The issue has long been controversial, with Pyongyang saying the women were kidnapped from a North Korean state-run restaurant in China while Seoul insists they defected of their own free will.
In a bombshell revelation in May, the manager of the 12 waitresses said that he had lied about their final destination and blackmailed them into following him to the South.
Tomas Ojea Quintana, the United Nations' Special Rapporteur on human rights in the North, told reporters he had interviewed "some" of the 12 waitresses after arriving in Seoul last week.
They told him that "they were taken to the South without knowing they were coming here", he said.
He urged the South Korean government to carry out a "thorough and independent investigation" to establish the truth of the incident as soon as possible and to "hold to account those who are responsible".
Heo Gang-il, the manager of the North Korean restaurant in Ningbo where the waitresses worked, said he had been recruited by Seoul's National Intelligence Service (NIS) in China in 2014.
Fearing exposure in 2016, he asked his NIS handler to arrange his defection.

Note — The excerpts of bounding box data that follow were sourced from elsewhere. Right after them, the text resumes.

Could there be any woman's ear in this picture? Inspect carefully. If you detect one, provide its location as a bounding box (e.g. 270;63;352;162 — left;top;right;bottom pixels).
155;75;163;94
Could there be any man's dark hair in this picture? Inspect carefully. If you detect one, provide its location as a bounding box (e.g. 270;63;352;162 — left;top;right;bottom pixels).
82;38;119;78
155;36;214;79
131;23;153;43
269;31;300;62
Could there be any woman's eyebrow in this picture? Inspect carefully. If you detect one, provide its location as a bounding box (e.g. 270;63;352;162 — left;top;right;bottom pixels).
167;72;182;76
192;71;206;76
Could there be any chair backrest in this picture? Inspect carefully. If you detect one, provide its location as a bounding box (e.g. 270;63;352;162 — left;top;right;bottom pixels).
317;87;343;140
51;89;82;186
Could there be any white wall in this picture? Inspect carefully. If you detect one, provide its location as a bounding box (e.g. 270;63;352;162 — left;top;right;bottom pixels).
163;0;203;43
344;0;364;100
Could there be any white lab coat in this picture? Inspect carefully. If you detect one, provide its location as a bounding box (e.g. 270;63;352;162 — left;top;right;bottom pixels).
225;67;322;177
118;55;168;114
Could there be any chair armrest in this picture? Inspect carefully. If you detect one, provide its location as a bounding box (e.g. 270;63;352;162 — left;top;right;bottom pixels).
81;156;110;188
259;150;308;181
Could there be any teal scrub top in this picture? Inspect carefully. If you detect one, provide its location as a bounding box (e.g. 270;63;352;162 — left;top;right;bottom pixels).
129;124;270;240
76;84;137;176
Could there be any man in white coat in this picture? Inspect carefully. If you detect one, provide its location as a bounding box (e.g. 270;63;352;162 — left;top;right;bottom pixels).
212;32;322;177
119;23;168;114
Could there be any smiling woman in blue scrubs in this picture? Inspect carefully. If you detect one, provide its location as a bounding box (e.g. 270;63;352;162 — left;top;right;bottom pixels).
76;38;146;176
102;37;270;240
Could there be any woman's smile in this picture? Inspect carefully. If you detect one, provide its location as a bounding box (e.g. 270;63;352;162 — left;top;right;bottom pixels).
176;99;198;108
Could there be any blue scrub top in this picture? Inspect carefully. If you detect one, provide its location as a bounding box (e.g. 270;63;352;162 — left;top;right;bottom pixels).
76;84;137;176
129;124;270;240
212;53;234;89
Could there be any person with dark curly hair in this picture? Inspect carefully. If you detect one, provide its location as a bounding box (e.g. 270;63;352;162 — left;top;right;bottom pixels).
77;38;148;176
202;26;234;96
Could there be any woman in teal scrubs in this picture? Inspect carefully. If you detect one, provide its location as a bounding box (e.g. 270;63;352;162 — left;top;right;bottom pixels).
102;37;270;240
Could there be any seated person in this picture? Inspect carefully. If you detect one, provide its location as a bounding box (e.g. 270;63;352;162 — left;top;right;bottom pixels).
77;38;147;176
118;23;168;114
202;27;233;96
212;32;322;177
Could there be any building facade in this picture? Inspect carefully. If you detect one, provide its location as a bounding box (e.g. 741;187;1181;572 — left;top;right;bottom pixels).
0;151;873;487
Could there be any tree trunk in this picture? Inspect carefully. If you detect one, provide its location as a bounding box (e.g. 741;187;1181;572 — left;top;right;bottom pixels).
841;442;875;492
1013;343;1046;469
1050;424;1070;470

At the last minute the minder told him to bring his staff too.
Ojea Quintana did not say whether the women he spoke to had expressed a desire to return to the North, but said their wishes should be respected, whatever they were.
"My stance as UN Human Rights rapporteur is to respect decisions of the victims," he said.
"When I say victims, I'm implying they were subject to some kind of deceit with regard to where they were going," he added.
The South's Unification Ministry has previously said it is looking into the allegations.